One of those bars is nearing a rebirth ... in South Ashland.
Tomcat Bourbon and Brew House’s target opening date is June 1, according to co-owner Scott Ball, who — along with Scott Wamsley — is envisioning a new business venture as the catalyst of neighborhood night life.
A 22-foot-long front bar featuring 20 barstools will sit a few feet ahead of a back bar spanning 18 feet along a refurbished brick wall this summer.
“If this does well, and I think it will, we hope to expand with more properties — from stop light to stop light,” said Ball, referring to a section of 29th Street between Moore and Holt Streets.
Before jumping ahead, though, the business partners’ first focus is Tomcat Bourbon and Brew.
They’ve stripped the surface of the main floor to its original hardwood, which will be refinished soon. The street-level portion of the building will have a 50-person capacity.
“We’ll clean all this brick up, patch up the cracks and holes where it has that wet look,” Ball gestured with his hands as he stood in the center of the space. “We’re putting in copper ceilings, redoing the plumbing, and turning the entire bottom (basement) into a full kitchen.”
The second floor, which now consists of two apartments, will become a loft apartment — perhaps for the head bartender, Ball said.
Ashland Tomcats memorabilia will greet the eye of patrons before they even enter. The outside has already been redone in maroon and gray. Ashland gear, including an incoming Arliss Beach football jersey, will be in view the bay windows.
Above the entrance will be a recessed display area for trophies or, well, all things Ashland.

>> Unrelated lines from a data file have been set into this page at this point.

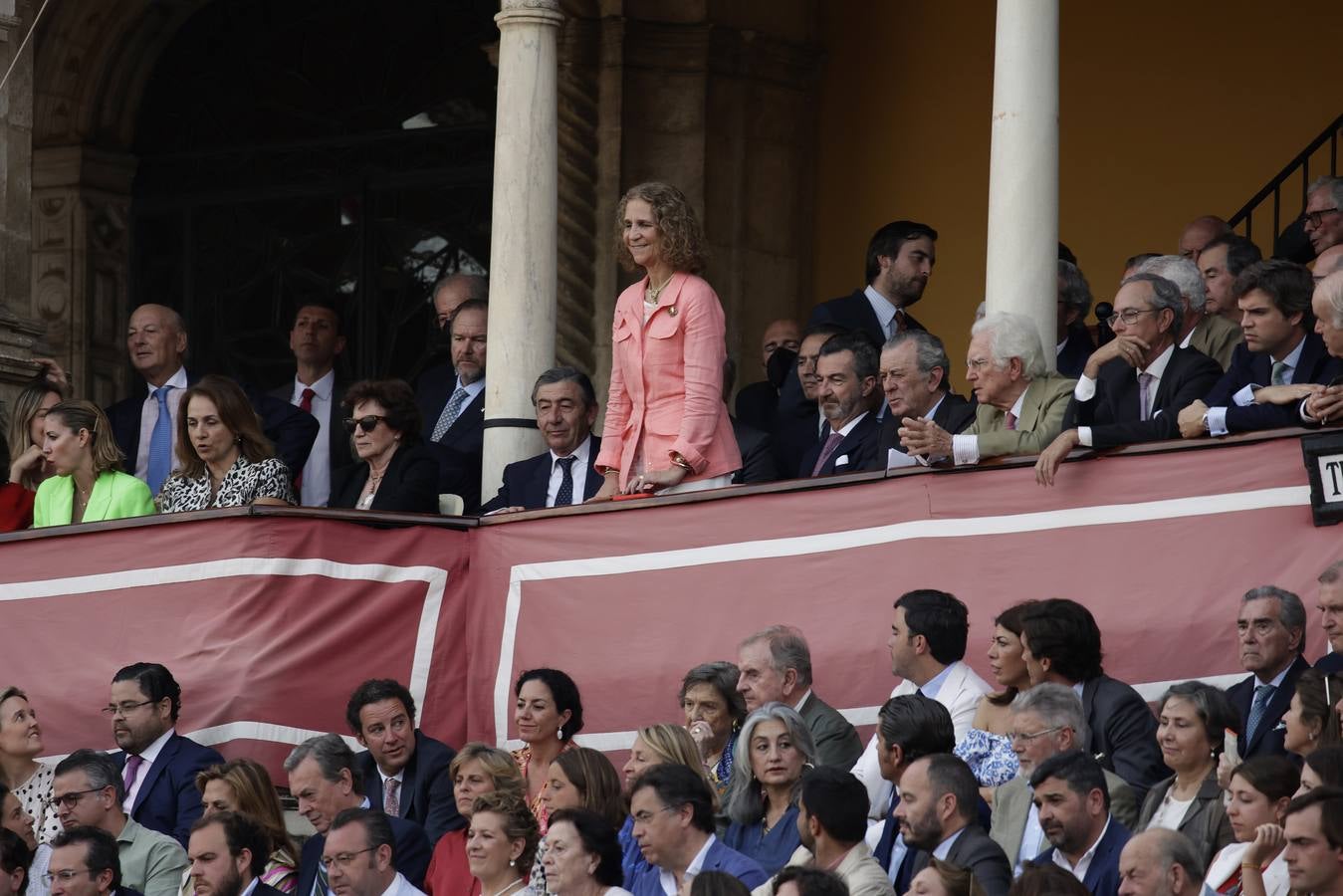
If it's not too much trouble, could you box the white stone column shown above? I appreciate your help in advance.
[481,0,564,501]
[985,0,1058,368]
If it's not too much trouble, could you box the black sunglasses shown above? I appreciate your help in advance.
[345,414,387,435]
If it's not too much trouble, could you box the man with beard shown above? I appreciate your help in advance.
[187,811,281,896]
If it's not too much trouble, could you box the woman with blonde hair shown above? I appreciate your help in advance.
[32,399,154,528]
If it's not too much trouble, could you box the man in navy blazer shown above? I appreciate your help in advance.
[104,662,224,846]
[1179,258,1343,438]
[1030,750,1130,896]
[628,765,769,896]
[481,366,601,513]
[345,678,466,846]
[285,735,432,896]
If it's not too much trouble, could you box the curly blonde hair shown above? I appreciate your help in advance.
[615,180,705,274]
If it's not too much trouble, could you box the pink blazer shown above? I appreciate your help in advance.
[596,274,742,488]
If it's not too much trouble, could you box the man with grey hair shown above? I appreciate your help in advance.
[1035,271,1223,485]
[1111,827,1206,896]
[738,624,862,770]
[989,681,1142,873]
[1227,584,1311,759]
[900,312,1077,466]
[285,735,430,896]
[1140,255,1243,370]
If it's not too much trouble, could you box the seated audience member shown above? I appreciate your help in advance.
[1054,258,1096,379]
[900,313,1077,466]
[187,811,283,896]
[1196,234,1263,328]
[1119,827,1205,896]
[797,332,880,477]
[1282,787,1343,896]
[32,400,154,530]
[1203,757,1301,896]
[481,366,601,513]
[1020,597,1166,797]
[1035,271,1221,485]
[723,703,816,874]
[989,682,1139,874]
[534,805,628,896]
[1179,259,1343,438]
[1138,681,1236,865]
[47,826,137,896]
[157,374,294,513]
[424,742,527,896]
[1030,750,1130,896]
[103,662,224,848]
[51,750,187,896]
[853,588,989,821]
[193,759,298,896]
[345,678,463,846]
[678,661,747,797]
[283,735,429,896]
[1140,255,1240,376]
[330,380,437,513]
[1227,585,1311,759]
[738,624,862,769]
[628,765,769,896]
[894,754,1011,896]
[872,330,975,470]
[755,767,894,896]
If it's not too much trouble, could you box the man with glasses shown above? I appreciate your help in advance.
[103,662,224,846]
[51,750,186,896]
[1035,274,1223,485]
[989,682,1139,876]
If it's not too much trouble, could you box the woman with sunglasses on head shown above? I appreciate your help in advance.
[328,380,438,513]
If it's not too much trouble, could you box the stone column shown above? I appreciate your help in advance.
[481,0,564,500]
[985,0,1058,368]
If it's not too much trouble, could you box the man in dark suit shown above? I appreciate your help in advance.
[894,754,1011,896]
[104,662,224,845]
[870,330,975,470]
[1035,274,1223,485]
[285,735,432,896]
[1030,750,1130,896]
[415,299,489,513]
[481,366,601,513]
[1227,585,1311,759]
[1179,259,1343,438]
[270,303,354,507]
[345,678,466,845]
[1020,597,1170,802]
[797,332,881,477]
[108,305,319,494]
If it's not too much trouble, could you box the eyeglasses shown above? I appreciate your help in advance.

“It’s called Tomcat Bourbon and Brew House for a reason,” Wamsley said. “We’ll decorate it in all Ashland. There’s a lot of hometown pride here.”
What if a person walks in with Russell or Boyd County apparel walks in?
“They’re welcome, too,” Wamsley said with a laugh.
Ball and Wamsley have a meeting in Cincinnati today with a food consultant. They’re working with Gordon Food Services, too. They want to assemble a special menu to complement bourbon. They’ll offer low-end to high-end bourbon, craft beers — 12 different craft beers from Kentucky breweries, Ball said — and domestic beers.
“You can get your normal bourbon or a Pappy (Van Winkle),” Ball said.
The business partners, who own two Subway franchises and have operated BWH Security since 2009, also plan to create a “huge, outdoor, roofed, cobblestone area,” Ball said, behind the building. Live music is in the future, Ball said.
Typical bar food, such as wings, and unique items, such as various sliders, will comprise the menu, Wamsley said.
The next order of business is physically moving the bar, which the duo purchased from an antique dealer in Erie, Pennsylvania, into the building. That will happen Tuesday. The bar’s history dates back to 116 years ago in Chicago.
“It’ll be a bunch of manual labor,” said Ball, wearing an Ashland sweatshirt and baseball cap, as he cracked a smile.
After Boyd County voters elected to go wet back in the fall, Ball and Wamsley knew their idea, which they’d been cooking up for a while, could reach fruition.
“The city’s been great, supportive and helpful,” Wamsley said. “This area in South Ashland is prime for something like this.”
Ball said the feedback they’ve received has been “99% positive.”
“I think Ashland is ready for this change,” Wamsley added.